Cervical spinal Stenosis
For cases of mild stenosis, with scarce symptoms, physiotherapy is often used in conjunction with medications. For severe stenosis with neurological disorders, it is instead advisable to surgically intervene.
The surgical decompression of the vertebral canal can be performed with an anterior, posterior or combined approach depending on whether the spinal cord compression is predominant on the anterior or posterior side or on both.
The anterior approach is similar to the one used to remove cervical herniations.
In the posterior approach, a posterior midline cervical incision extending approximately 15 cm
is performed; the paravertebral muscles are bilaterally detached reaching the laminae. At this point, it is possible to decide whether to proceed with a laminectomy (complete removal of the laminae) or with the so-called "open-door" laminotomy (the laminae are cut only on one side and weakened on the opposite side so the opening is in one piece, like with a zipper).
In the combined approach, decompression surgery is performed both anteriorly and posteriorly. Depending on the patient's age, general conditions and the number of levels that need to be decompressed, the surgeons may decide to perform a double surgery in a single operation session or to perform it at two different times.
The patient is invited to stand up the morning after surgery and is dismissed after two days from the hospital. The patient can resume her/his normal activities although she/he must avoid major strains for about a month.
Lumbar spinal Stenosis
At first, a conservative treatment (painkillers, physiotherapy) is recommended. If the symptomatology becomes disabling or it gets worse, surgery is employed.

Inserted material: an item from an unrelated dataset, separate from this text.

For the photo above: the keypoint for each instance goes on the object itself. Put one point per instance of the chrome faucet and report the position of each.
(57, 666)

The surgery is performed with a posterior approach and consists in a decompressive laminectomy, i.e the removal of the posterior portion of the vertebral canal formed by the laminae in order to expand it. Very often, in order to obtain complete decompression of intra-canal nervous structures, it is necessary to partially remove the facet joints (one of the structures which provides stability to the spine) as they are themselves the cause of stenosis. In these cases, to prevent future vertebral instability, a vertebral stabilization (arthrodesis) is also performed with appropriate fixation devices were needed.
The patient is invited to stand up the morning after surgery and is dismissed from the hospital after two days. The patient can resume her/his normal activities although he/she must avoid major strains for about a month.